Ci saranno altre tappe, cambieranno altre cose, tieni ancora presente che io fino a 25 anni e o uno zombie: Daniele Caroli dice che fino al 71 io cantavo come Tom Jones, è molto vero. Ma é anche vero che da Tom Jones
Metrodora c'è un abisso.

D. - Non trovi che le esperienze in solo, corrispondano ad un bisogno di « musica oltre che alla voglia di trovare anche strade personali?

R. - Certo, il concetto di gruppo autoctono è superato, tendiamo ora a dilatare, e comporre diversamente il gruppo a seconda delle occasioni; perché Lacy, perché Lytton e i Txalaparta, perché il quartetto dell'Angelicum, se non per dilatare l'esperienza Area?

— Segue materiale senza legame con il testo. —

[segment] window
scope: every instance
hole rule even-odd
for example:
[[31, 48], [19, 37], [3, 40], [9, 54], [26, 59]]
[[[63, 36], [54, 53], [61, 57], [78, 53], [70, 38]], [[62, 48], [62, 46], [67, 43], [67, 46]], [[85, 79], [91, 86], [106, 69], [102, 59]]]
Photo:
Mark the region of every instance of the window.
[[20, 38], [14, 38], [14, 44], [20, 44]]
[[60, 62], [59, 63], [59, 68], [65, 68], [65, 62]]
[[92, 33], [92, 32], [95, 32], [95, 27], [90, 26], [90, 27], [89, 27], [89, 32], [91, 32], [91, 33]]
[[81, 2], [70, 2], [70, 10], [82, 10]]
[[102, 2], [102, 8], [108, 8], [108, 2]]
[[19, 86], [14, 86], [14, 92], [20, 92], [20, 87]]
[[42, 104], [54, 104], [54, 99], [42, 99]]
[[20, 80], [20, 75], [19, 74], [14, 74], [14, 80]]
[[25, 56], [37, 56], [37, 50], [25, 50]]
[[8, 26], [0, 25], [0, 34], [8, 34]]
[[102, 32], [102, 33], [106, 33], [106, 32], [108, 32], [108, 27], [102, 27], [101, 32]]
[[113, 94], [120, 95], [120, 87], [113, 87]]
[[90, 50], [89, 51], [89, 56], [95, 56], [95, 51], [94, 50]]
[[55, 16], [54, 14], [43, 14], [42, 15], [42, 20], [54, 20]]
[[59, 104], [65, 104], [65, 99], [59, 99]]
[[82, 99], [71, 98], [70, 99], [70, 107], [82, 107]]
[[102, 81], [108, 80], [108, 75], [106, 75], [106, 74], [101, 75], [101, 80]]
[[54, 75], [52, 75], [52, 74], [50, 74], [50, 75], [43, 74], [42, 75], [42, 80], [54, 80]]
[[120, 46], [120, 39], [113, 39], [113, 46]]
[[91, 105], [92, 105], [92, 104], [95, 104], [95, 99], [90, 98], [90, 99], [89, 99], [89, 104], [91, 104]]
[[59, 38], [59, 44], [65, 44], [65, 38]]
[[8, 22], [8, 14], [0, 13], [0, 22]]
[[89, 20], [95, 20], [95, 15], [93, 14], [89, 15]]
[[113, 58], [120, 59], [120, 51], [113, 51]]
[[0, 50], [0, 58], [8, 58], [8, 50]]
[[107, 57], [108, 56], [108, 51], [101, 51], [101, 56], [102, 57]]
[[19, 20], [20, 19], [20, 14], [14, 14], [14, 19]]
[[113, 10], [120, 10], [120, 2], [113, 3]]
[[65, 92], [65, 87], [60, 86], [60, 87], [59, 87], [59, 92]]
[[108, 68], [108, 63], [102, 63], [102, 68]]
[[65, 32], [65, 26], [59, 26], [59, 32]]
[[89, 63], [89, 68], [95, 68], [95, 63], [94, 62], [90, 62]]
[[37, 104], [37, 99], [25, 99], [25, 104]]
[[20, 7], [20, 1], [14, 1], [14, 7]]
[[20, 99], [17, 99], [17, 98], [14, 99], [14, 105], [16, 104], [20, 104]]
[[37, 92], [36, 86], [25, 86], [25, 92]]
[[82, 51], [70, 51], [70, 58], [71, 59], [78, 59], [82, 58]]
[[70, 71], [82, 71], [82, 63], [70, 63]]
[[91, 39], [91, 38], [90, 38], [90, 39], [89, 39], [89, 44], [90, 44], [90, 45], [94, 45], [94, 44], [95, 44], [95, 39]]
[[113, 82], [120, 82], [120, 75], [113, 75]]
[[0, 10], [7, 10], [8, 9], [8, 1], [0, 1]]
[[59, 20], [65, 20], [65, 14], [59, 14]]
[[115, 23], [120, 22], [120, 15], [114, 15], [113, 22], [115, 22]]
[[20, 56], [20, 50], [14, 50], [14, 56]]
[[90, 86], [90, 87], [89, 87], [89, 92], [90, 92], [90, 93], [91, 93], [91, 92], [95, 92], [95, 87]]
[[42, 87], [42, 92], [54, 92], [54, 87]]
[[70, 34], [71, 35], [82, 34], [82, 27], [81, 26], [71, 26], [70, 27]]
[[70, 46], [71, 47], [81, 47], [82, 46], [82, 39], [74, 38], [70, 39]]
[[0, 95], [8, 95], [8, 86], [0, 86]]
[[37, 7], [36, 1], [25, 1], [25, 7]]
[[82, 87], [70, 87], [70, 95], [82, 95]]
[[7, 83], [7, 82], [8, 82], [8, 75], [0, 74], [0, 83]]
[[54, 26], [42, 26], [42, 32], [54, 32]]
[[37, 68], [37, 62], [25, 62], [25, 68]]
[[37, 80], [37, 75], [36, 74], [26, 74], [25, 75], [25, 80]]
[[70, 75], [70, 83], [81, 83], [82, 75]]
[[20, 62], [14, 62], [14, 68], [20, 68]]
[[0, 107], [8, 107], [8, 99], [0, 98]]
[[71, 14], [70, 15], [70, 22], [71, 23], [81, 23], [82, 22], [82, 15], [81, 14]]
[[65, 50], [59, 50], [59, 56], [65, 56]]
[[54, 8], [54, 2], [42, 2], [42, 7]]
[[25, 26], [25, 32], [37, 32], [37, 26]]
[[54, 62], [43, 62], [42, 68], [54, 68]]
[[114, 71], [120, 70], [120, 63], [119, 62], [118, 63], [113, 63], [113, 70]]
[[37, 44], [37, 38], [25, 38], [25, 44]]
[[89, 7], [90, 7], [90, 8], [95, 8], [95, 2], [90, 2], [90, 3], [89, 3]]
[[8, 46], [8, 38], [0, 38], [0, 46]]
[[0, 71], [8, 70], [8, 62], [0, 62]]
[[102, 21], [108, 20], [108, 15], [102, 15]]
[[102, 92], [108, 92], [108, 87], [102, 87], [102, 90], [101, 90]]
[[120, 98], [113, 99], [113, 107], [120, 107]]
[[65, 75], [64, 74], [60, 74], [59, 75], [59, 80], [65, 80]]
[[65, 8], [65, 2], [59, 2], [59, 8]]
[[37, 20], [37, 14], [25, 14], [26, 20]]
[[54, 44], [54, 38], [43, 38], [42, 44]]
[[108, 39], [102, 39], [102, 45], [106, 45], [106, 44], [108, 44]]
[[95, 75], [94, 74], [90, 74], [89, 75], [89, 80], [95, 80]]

Le cose singole corrispondono alle passioni di ognuno (le « miserie personali ») e contemporaneamente si fa un passo in avanti. Si producono cose che si sentiranno magari in un prossimo disco. Mi sembra fondamentale superare il collettivo stabile che decisamente non esiste più.

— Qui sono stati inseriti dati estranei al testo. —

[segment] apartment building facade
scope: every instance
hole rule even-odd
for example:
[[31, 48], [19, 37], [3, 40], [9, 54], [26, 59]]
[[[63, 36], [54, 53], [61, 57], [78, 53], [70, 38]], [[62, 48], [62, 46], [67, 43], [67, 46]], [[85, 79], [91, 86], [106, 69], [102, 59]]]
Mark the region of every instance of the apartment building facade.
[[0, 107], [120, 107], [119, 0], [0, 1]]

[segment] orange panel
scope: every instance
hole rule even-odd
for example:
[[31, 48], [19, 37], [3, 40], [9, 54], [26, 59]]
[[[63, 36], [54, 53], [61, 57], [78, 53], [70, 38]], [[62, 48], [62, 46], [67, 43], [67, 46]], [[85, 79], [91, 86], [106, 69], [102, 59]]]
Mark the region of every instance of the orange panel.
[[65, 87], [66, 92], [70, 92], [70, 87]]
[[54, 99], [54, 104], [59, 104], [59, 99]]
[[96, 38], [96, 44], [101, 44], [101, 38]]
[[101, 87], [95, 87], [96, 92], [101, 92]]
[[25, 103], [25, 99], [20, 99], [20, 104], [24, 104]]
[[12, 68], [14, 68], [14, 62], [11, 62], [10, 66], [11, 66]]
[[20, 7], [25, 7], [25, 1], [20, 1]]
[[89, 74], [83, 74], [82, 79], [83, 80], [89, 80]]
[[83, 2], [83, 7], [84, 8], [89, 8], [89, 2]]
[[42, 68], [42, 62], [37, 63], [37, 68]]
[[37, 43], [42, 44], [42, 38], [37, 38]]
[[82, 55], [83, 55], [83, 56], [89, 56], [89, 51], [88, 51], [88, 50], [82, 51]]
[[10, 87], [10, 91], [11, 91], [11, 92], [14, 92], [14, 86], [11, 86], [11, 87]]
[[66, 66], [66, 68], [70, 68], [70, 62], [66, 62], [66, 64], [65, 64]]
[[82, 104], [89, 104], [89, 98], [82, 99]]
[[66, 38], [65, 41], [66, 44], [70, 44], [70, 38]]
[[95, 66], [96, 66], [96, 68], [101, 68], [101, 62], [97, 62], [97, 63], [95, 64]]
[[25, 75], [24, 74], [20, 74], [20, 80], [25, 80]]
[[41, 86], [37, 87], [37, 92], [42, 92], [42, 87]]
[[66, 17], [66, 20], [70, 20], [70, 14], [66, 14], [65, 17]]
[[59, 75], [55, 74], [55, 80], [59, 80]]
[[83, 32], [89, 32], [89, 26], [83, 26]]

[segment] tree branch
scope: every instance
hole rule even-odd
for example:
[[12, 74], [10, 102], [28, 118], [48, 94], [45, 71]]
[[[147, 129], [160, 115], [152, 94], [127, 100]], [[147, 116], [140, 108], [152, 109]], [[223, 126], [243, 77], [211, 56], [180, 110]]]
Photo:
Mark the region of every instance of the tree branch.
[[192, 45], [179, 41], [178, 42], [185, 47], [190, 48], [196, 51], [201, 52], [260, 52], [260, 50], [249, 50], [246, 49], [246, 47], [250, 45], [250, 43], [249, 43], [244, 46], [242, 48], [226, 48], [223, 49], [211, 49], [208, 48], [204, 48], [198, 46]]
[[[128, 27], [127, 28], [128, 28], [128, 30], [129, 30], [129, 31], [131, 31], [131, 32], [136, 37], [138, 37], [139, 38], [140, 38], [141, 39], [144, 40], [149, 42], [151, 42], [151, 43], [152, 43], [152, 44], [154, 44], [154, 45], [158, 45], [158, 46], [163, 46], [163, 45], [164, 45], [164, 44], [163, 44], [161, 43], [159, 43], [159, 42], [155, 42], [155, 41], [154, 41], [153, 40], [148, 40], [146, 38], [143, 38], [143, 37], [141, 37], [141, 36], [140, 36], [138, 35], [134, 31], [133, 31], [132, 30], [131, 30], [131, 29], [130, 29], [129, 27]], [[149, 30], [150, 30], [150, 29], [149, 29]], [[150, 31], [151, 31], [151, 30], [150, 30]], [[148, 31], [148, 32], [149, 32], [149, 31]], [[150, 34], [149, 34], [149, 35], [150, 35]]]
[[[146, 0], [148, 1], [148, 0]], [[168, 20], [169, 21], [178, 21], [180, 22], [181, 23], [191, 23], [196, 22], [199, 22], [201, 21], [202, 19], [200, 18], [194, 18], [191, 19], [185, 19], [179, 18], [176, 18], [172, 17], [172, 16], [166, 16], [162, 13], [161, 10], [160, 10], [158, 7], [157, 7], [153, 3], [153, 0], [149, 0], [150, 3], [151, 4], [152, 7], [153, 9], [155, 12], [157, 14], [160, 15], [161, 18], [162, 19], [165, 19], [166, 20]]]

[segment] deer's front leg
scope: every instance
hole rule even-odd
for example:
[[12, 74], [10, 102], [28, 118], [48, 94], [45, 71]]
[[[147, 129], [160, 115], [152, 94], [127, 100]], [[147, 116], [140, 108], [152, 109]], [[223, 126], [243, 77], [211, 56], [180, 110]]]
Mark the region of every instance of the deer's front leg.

A proposito sto cercando di programmare una tournee con Lacy per la fine di marzo; come vedi voglio proporre un confronto tra due esperienze completamente diverse, senza prime donne, alla pari; Lacy ha già scritto delle cose per me e io ho già abbozzato brani da eseguire assieme, improvviseremo anche naturalmente.

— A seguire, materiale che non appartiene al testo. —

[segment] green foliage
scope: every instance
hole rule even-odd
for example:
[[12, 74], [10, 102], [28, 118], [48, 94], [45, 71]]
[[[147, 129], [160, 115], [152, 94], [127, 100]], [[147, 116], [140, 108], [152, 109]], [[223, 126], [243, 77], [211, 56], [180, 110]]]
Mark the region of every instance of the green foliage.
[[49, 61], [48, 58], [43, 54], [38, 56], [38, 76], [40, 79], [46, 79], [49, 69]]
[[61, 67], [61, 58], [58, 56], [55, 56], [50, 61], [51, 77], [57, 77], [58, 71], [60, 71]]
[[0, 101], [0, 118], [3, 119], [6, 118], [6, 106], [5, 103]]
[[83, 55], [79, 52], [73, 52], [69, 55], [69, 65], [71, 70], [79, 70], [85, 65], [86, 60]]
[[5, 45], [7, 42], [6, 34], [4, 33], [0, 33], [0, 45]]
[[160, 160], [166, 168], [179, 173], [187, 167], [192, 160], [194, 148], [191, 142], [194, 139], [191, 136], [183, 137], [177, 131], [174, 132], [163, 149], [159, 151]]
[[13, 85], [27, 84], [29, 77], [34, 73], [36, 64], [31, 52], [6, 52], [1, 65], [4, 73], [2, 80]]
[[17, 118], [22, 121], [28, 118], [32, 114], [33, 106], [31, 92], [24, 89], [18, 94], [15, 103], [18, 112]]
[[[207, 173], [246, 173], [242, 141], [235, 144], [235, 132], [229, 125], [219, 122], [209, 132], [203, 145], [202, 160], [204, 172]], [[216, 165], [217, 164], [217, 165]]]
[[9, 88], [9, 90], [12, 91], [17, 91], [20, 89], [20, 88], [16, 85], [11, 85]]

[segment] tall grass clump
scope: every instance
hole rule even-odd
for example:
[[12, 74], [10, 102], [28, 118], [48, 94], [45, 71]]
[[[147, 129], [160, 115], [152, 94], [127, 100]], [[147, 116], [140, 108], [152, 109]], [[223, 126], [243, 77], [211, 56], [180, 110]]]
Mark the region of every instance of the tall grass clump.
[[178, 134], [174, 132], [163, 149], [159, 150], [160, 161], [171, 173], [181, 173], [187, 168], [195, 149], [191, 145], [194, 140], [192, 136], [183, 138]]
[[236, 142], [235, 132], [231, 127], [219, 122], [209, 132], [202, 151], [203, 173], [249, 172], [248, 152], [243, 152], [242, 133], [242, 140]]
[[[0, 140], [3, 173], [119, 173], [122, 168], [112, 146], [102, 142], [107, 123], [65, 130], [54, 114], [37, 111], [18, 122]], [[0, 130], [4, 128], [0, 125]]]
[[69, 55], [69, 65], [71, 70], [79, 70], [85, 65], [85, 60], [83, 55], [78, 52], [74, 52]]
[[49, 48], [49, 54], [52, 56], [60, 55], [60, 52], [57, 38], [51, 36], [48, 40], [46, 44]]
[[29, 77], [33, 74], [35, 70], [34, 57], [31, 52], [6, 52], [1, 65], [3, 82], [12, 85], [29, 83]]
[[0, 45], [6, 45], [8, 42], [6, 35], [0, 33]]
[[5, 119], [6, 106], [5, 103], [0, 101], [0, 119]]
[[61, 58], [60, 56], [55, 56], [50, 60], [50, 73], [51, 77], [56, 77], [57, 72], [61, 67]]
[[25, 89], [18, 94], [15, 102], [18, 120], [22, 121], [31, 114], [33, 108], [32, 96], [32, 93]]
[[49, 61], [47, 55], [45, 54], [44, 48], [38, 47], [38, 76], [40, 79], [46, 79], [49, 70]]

Sento molto il bisogno di questi confronti visto che mi muovo in un campo molto particolare, in cui mancano persone che facciano una ricerca parallela, almeno in Italia, ed è quasi impossibile trovare documentazioni di ciò che si fa all'estero(i dischi della Monk, di Joan La Barbara sono introvabili).

D. - Gli Area non suonano abbastanza, l'organizzazione di una tournee è cosa difficilissima, anche la prossima sarà autogestita, perché tutto questo?


R.- Questo nasce da un discorso politico evidentemente, e da una crisi economica: sono tutti fermi, non solo gruppi come noi, ma anche gruppi commerciali, come il Banco, per non parlare di chi fa jazz o musica contemporanea...

Da sempre c'è stato un problema invernale, ma quest'anno è una cosa incredibile, non riusciamo a concludere la programmazione della prossima tournee.

Ad esempio il Banco, con alle spalle Zard, su 25 date ne fa 15 nei locali con il guadagno assicurato; Area su 25 date fa 3 locali. Il circuito alternativo, poi, non esiste più, si è sgretolato completamente, ha subito delle mazzate economiche incredibili; tutti i gruppi extraparlamentari hanno dei problemi, è come il dopo-sessantotto.

Dunque, per tornare al discorso di prima, noi aspettiamo di poter fare sicuramente questi 3 o 4 locali, incassare gli anticipi, e con questi autogestirci il resto: quindi è un punto interrogativo, un azzardo continuo.